"Convert" an HTML list to MySQL with PHP

3

I have a large HTML list with about 106000 lines of code. Where these lines are records and these records are subdivided into:

  • 6 lines of information about a game (as name and year of publication)
  • 1 line break

So, each "record" in my HTML has 7 lines and therefore I have over 15,000 different records. The data is presented this way because it was removed from a list on the web and treated with PHP to stay as pleasant as possible.

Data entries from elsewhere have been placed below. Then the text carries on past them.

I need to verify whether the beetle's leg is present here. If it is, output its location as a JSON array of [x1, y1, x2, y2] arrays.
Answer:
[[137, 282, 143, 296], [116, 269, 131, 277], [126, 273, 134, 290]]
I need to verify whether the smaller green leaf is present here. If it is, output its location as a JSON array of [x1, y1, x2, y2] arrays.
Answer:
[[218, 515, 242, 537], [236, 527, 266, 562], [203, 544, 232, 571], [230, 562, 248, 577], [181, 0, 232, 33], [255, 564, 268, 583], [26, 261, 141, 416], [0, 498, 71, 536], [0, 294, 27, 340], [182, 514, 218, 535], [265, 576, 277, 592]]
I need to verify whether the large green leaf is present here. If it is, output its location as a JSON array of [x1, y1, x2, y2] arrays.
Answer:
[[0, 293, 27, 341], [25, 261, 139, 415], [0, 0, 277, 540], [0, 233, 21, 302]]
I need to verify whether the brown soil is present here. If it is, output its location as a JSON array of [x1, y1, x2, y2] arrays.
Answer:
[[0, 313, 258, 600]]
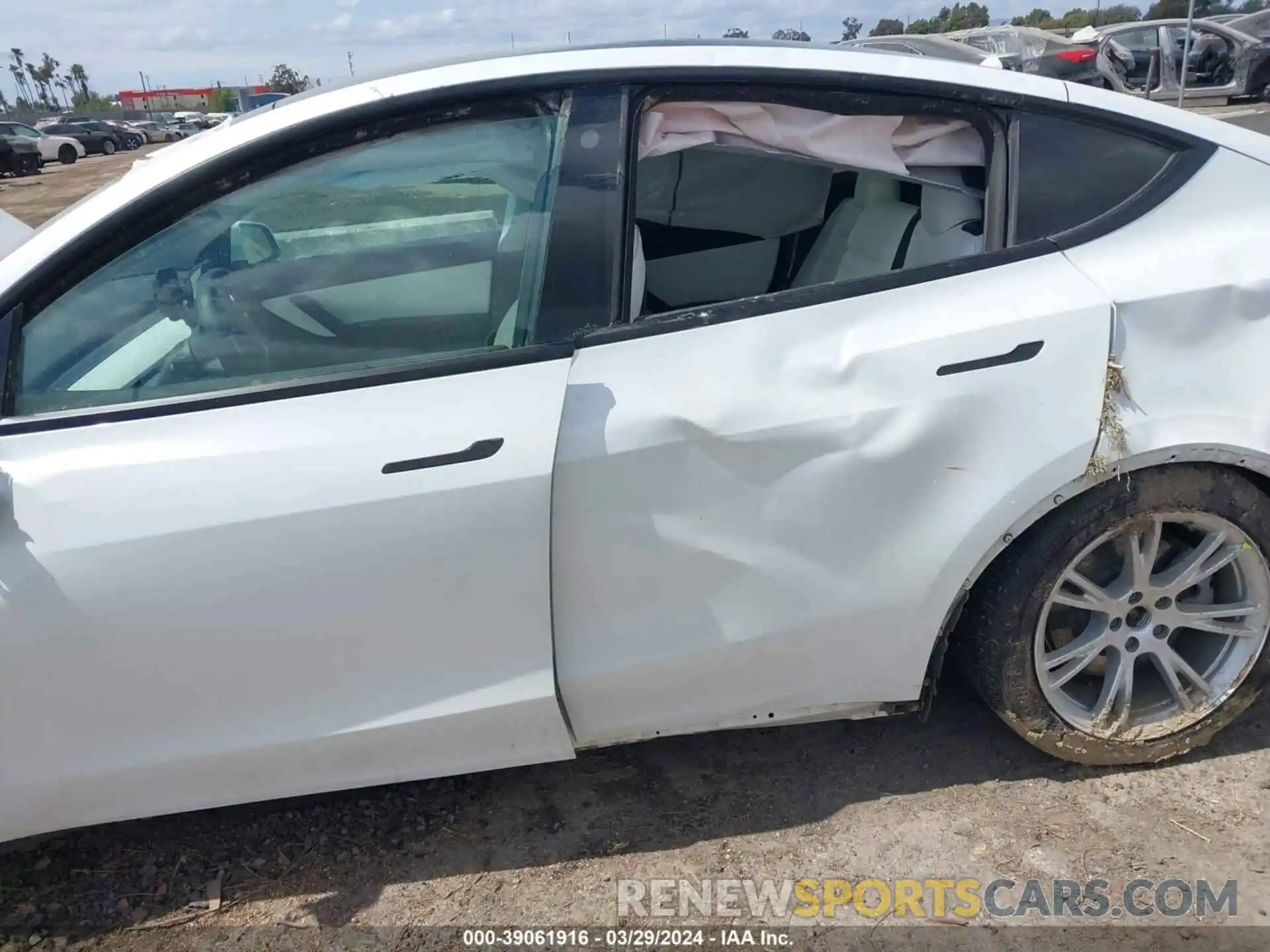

The HTML data is as follows:

<h4>Jogo: Area 51</h4>
<li>Região: 2 - </li>
<li>Sistema: 8 - Sony PlayStation</li>
<li>Ano: 2003</li>
<li>Publicadoras: 1190 - Midway, 730 - GT Interactive</li>
<li>Desenvolvedora: 1165 - Mesa Logic</li>
<!-- Quebra de linha, não é comentada assim no código original -->

So it's practically unfeasible to put all the data in my database manually and I need a way to at least convert to XML (or a way to already play everything straight into the DB ), so you can somehow get to the DB that is MySQL.

PS: In the middle of the process, it is important that the browser does not crash and stop responding so there is no addition of repeated data!

    
asked by anonymous 10.09.2014 / 07:45

2 answers

2

Quickly made a parser for you:

juegos.txt

<h4>Jogo: Area 51 : teste de : no nome do jogo</h4>
<li>Região: 2 - </li>
<li>Sistema: 8 - Sony PlayStation</li>
<li>Ano: 2003</li>
<li>Publicadoras: 1190 - Midway, 730 - GT Interactive</li>
<li>Desenvolvedora: 1165 - Mesa Logic</li>

<h4>Jogo: Area 52</h4>
<li>Região: 3 - </li>
<li>Sistema: 9 - Sony PlayStation 2</li>
<li>Ano: 2004</li>
<li>Publicadoras: 1191 - Midway, 730 - GT Interactive</li>
<li>Desenvolvedora: 1166 - Mesa Logic</li>

<h4>Jogo: Area 53</h4>
<li>Região: 4 - </li>
<li>Sistema: 10 - Sony PlayStation 3</li>
<li>Ano: 2005</li>
<li>Publicadoras: 1192 - Midway, 730 - GT Interactive</li>
<li>Desenvolvedora: 1167 - Mesa Logic</li>

PHP:

$lines = file('jogos.txt');

$jogos = array();
foreach ($lines as $line_num => $line) {
    $line = strip_tags($line);
    if (substr($line, 0, 5) == 'Jogo:') $i++;
    list($key, $value) = preg_split('/:/', $line, 2);
    if ($value) $jogos[$i][$key] = $value;
}

print_r($jogos);

Return:

Array
(
    [1] => Array
        (
            [Jogo] => Area 51 : teste de : no nome do jogo
            [Região] => 2 - 
            [Sistema] => 8 - Sony PlayStation
            [Ano] => 2003
            [Publicadoras] => 1190 - Midway, 730 - GT Interactive
            [Desenvolvedora] => 1165 - Mesa Logic
        )
    [2] => Array
        (
            [Jogo] => Area 52
            [Região] => 3 - 
            [Sistema] => 9 - Sony PlayStation 2
            [Ano] => 2004
            [Publicadoras] => 1191 - Midway, 730 - GT Interactive
            [Desenvolvedora] => 1166 - Mesa Logic
        )
    [3] => Array
        (
            [Jogo] => Area 53
            [Região] => 4 - 
            [Sistema] => 10 - Sony PlayStation 3
            [Ano] => 2005
            [Publicadoras] => 1192 - Midway, 730 - GT Interactive
            [Desenvolvedora] => 1167 - Mesa Logic
        )
)

Now just use the array to generate the insert in the BD ...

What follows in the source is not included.